No descansaba nunca. Lo que más asombra del diario es su laboriosidad incesante. Anota con alivio el final de la primera escritura de una novela y a continuación la pasa a máquina y la corrige y se la da a leer a Leonard, la presencia benéfica que apuntala su vida. Al empezar a escribir se había dejado llevar por su propio entusiasmo, por la embriaguez de inventar y escribir: apenas publicado el libro ya se aleja de él y no es capaz de recordarlo sin remordimiento. Quiere lograr una forma fluida y abierta que contenga la vida sin falsificarla. Quiere el despojamiento de la poesía y la eliminación de lo premioso o lo superfluo. Aspira a que la novela terminada conserve la libertad de un borrador. Cada libro empieza siendo una promesa y termina parcialmente en una claudicación. Así que en seguida hay que empezar otro, no porque ella se lo proponga, sino porque surge una imagen, un hilo que habrá que seguir, y porque la inactividad desemboca rápidamente en abatimiento.

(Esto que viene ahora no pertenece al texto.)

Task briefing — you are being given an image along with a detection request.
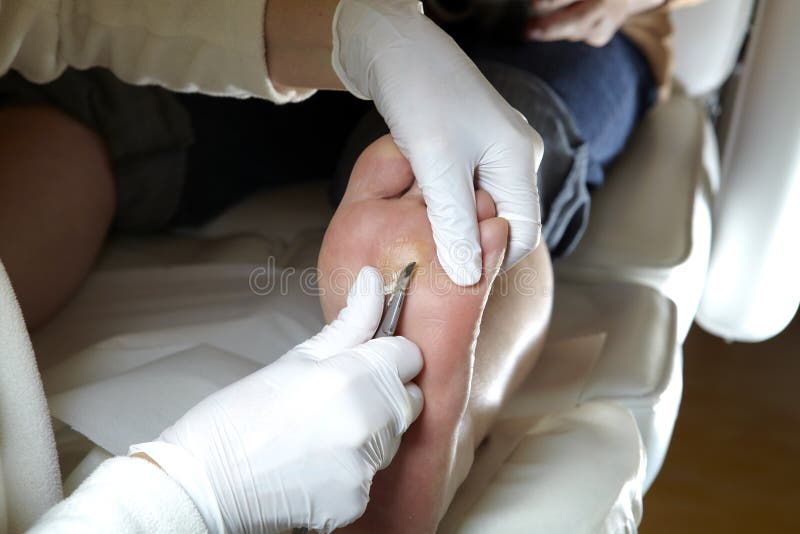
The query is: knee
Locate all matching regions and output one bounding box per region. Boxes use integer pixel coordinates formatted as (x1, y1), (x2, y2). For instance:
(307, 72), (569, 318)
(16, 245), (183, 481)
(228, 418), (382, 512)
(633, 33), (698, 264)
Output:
(0, 106), (116, 228)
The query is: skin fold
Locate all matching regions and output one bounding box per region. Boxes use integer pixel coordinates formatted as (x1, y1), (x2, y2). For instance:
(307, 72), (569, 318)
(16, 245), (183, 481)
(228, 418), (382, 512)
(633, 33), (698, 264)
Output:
(319, 136), (552, 532)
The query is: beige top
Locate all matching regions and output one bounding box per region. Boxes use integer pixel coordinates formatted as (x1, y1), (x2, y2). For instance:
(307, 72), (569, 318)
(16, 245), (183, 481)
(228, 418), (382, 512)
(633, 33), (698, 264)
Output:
(0, 0), (313, 103)
(622, 0), (703, 99)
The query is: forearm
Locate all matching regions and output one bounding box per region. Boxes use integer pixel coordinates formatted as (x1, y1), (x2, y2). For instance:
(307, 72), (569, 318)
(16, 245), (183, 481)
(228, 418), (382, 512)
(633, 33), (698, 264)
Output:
(0, 0), (316, 103)
(628, 0), (670, 16)
(32, 458), (206, 534)
(264, 0), (344, 90)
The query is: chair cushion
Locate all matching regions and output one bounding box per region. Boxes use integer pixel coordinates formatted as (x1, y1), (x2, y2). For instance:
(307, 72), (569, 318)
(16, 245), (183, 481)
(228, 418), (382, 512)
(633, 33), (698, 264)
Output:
(673, 0), (755, 95)
(556, 94), (718, 335)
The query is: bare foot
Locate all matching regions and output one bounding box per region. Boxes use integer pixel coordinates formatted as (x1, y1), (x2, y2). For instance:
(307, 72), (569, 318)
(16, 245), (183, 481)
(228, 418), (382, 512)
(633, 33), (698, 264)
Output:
(319, 136), (542, 532)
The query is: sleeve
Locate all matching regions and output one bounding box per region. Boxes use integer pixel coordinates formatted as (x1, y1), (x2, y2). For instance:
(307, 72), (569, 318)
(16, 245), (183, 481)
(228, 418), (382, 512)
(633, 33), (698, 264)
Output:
(0, 0), (313, 103)
(31, 457), (208, 534)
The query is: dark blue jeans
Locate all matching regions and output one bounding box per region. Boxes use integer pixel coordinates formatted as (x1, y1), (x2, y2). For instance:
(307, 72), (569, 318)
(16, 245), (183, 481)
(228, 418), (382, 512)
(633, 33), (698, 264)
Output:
(469, 33), (657, 186)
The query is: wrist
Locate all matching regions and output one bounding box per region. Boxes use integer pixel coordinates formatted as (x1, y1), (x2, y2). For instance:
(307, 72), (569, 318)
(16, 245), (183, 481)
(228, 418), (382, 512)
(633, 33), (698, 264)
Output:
(332, 0), (432, 100)
(264, 0), (344, 90)
(627, 0), (670, 17)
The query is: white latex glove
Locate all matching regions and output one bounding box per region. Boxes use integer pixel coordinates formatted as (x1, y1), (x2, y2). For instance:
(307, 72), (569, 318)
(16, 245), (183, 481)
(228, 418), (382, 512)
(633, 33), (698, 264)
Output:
(131, 267), (422, 533)
(333, 0), (543, 285)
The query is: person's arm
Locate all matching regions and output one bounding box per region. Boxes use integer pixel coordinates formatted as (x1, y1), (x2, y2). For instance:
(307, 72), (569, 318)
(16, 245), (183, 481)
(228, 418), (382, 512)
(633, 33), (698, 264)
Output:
(31, 457), (206, 534)
(0, 0), (316, 102)
(528, 0), (672, 46)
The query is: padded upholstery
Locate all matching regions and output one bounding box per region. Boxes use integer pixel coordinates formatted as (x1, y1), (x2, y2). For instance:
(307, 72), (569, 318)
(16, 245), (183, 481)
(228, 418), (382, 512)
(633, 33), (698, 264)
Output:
(698, 1), (800, 342)
(673, 0), (755, 96)
(548, 279), (682, 489)
(556, 94), (718, 339)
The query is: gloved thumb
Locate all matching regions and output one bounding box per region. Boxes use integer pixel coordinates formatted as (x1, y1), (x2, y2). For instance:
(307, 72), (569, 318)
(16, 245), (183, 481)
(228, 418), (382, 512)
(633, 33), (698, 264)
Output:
(300, 267), (384, 360)
(412, 164), (482, 286)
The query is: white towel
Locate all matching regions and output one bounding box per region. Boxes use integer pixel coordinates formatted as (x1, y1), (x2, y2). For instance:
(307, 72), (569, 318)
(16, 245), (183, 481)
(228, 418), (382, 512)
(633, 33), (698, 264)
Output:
(0, 262), (61, 532)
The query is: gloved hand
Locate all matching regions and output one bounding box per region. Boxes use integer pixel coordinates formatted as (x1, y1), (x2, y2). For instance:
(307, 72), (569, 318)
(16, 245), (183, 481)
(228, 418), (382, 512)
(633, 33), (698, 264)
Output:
(333, 0), (543, 285)
(131, 267), (422, 533)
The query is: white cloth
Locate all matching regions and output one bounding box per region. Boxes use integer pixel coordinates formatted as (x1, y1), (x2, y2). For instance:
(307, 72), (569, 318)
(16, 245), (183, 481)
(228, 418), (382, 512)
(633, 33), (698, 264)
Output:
(0, 0), (313, 103)
(0, 262), (61, 532)
(32, 457), (207, 534)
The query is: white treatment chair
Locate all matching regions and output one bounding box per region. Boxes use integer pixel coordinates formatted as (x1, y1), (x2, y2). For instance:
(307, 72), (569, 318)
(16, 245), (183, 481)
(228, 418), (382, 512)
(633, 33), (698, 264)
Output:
(0, 0), (800, 533)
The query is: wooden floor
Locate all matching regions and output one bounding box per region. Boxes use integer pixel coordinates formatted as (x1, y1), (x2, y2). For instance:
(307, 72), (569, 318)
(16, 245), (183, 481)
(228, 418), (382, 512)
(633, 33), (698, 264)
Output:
(640, 315), (800, 534)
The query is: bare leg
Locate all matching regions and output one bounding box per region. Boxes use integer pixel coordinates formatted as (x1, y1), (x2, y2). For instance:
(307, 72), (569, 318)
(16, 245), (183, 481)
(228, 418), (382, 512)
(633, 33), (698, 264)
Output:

De modo que no hay más remedio que escribir siempre. Cada año empieza con un tomo encuadernado y en blanco y concluye con él lleno hasta el final de escritura. El de 1941 queda inconcluso, más de la tercera parte de las hojas en blanco. Años después, Leonard Woolf repasa los 27 cuadernos y va extrayendo de ellos los pasajes relacionados con el oficio de la literatura. Uno de los mejores libros de Virginia Woolf ha llegado a existir cuando ella ya estaba muerta. Leonard Woolf, tan atento en la muerte como en la vida, lo tituló A Writer’s Diary. No conozco otro testimonio mejor sobre la felicidad y la incertidumbre de escribir. No hay confesión de un escritor en la que haya tanta verdad como en este diario de Virginia Woolf.